Kelsey thought for a moment, then nodded resolutely. “Janice, I need you to…”
“Have the deputy director take the status reports and report any unusual or significant activity to you,” Janice interjected, making notes on her PDA with amazing speed, “because you’ll be in a strategy meeting with Major Richter, Dr. Vega, and the charming Agent Purdy, preparing a plan to utilize Task Force TALON to apprehend suspected Consortium terrorists that you think have infiltrated into the southwestern United States with the use of Mexican human smugglers.”
“Tell me you can cook and I’ll marry you tonight, sweetheart,” Purdy said to Perkins.
Janice only winked at the veteran Border Patrol agent in reply, then asked, “Are you going back to Washington, ma’am?”

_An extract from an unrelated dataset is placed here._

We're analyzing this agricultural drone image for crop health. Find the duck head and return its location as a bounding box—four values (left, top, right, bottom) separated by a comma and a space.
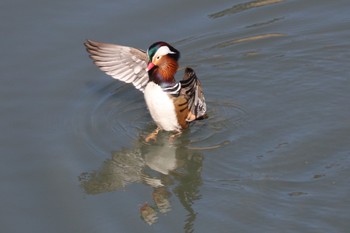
147, 41, 180, 85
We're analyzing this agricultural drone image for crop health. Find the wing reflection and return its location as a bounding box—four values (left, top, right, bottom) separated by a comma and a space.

“Back to all those damned fool boring-ass meetings?” Purdy mumbled under his breath. “How can she bear to miss any of them?”
“I’ll be back for the meeting with DNI and DCI,” Kelsey said. “The deputy will have to take over all other chores until I return.”

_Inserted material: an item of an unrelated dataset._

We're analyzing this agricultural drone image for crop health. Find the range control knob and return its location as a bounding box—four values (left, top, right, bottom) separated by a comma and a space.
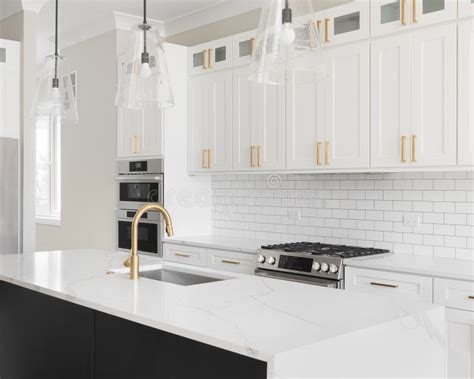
313, 262, 321, 271
329, 264, 339, 274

“That’s what assistants are for, ma’am,” Purdy said.
“Thank you for your insights, Agent Purdy,” Kelsey said, letting a little exasperation show in her voice. “I just gave you one hour of my time to put together a plan of action to use Task Force TALON and the FBI to assist you in tracking down the terrorists that killed those Border Patrol agents. Now, if you’re not all jokes and hot air, you had better start talking to me, and it better be good. Jason, Ari, have a seat. When I get on my plane for Washington, I want a plan in place and all the players tagged and ready to go as soon as I get the word from the White House.”
Paul Purdy slapped his hands together and rubbed them excitedly. “Now that’s what I was waitin’ to hear, ma’am!” he exclaimed. “It won’t take ten minutes to tell you what I want to do to track down those bastards that killed my friends and slaughtered those innocent people. Then, you tell me how you can help me do my job.
“This isn’t the Army, my friends; it ain’t the FBI; it ain’t even the Bureau of Customs and Border Protection,” he went on seriously, looking at each one of them in turn, then settling his gaze on Ariadna’s worried expression. “I’m talkin’ about the Border Patrol, the real Border Patrol. We been around a long time, doin’ our jobs the best we could. We do things a little differently out in the field. You follow my lead and help me do my job, and we’ll nail those murderous sons of bitches soonest.”
He looked Jason up and down with a smile on his face, then slapped him on the shoulder. “You’d better get busy growin’ some facial hair, young fella—if you can,” he said. “You look way too clean-cut for where we’re goin’.”